Cannoli, filled with fresh ricotta, is just the best known variety. When you make a closer study, you discover a world of confections as beautiful to look at as they are sweet to eat: green cassata cakes made of almond, sugar, vanilla, buttermilk curd and candied fruit; perfectly formed marzipan prickly pears and tomatoes; lemon-flavored cuscinetti (small fried pastries); buccellati (hard, baked cookies) twisted around fig, cinnamon and clove comfit; an almond and egg white confection known as sospiri (pastry made from sponge cake); and the endearing almond-citron baby lambs that arrive on Good Friday for Erice's famous I Misteri celebration.

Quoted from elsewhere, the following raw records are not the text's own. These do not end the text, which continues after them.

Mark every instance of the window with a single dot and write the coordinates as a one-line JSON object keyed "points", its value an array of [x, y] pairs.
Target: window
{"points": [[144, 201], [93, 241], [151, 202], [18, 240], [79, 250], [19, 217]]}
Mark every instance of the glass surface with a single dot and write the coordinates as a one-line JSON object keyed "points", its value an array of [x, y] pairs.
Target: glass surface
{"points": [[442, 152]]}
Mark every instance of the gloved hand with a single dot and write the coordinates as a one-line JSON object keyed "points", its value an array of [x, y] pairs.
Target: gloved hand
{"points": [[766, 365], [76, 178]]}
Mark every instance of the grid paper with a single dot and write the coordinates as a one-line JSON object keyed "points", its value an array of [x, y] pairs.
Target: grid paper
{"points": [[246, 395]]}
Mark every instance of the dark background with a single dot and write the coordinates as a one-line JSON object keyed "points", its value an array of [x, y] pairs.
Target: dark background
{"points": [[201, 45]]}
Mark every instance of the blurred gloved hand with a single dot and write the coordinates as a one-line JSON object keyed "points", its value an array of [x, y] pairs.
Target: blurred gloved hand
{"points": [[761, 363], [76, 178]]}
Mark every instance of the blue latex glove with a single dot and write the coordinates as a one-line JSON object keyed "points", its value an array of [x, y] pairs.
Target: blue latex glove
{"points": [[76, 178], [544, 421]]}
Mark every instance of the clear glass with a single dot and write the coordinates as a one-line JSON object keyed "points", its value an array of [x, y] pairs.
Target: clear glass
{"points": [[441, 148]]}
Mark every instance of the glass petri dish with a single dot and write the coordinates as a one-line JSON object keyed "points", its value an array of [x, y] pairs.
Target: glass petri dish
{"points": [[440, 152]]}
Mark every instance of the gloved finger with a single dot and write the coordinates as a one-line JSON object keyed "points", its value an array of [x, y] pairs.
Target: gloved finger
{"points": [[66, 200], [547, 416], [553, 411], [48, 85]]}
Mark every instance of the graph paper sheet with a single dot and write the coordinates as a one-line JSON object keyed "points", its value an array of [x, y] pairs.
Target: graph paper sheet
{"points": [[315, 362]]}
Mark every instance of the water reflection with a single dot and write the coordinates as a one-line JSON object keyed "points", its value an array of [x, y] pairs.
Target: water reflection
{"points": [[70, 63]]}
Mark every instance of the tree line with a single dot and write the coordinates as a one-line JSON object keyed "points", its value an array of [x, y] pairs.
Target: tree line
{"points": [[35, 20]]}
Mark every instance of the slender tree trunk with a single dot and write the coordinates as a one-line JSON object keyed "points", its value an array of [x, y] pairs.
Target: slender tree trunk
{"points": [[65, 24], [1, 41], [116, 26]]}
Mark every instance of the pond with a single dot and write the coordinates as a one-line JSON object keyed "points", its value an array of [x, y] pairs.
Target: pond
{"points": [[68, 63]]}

I sought out this particular pasticceria because I'd read "Bitter Almonds," part memoir, part cookbook, co-written by Grammatico and American-born writer Mary Taylor Simeti. It's set in the sad, lean years after World War II and tells the story of Grammatico's childhood in the Erice orphanage of San Carlo where she learned the art of Sicilian pastry making.
She was 11 when she entered the orphanage, run by cloistered nuns who supported the institution by selling their pastry creations through a small revolving portal. The little girls spent their days painting marzipan apricots and cherries, making lemon preserves, shelling almonds with a hammer and stone. The almonds, grown in the arid fields around Erice, were ground to a pulp and used in place of flour, giving the pastries their special flavor and consistency.
The rest of the time, the orphans read their missals, and went to Mass and confession. When there was a funeral in town, they preceded the coffin to the cemetery halfway down the mountain, a long line of girls walking two by two in black dresses and veils. It wasn't a happy life, and they had to stay at the orphanage until they turned 21.
When Grammatico left in 1962, she took little more than her knowledge of Sicilian pastry making with her.
Poised on top of fabled Mt. Eryx, Erice now attracts tourists who wander its medieval streets and gaze over its ramparts to the wild coast of western Sicily 2,400 feet below. On Via Guarnotti, I found the Church of San Carlo with its beautiful majolica tile floor, now a cultural center. The smell of baking led me on to Pasticceria del Convento, where I had a hard time deciding what to buy.
Outside the shop in the Piazza San Domenico I opened my little bag and tasted my first bocconcino, an orphan's epiphany made of sugar, almonds and lemon.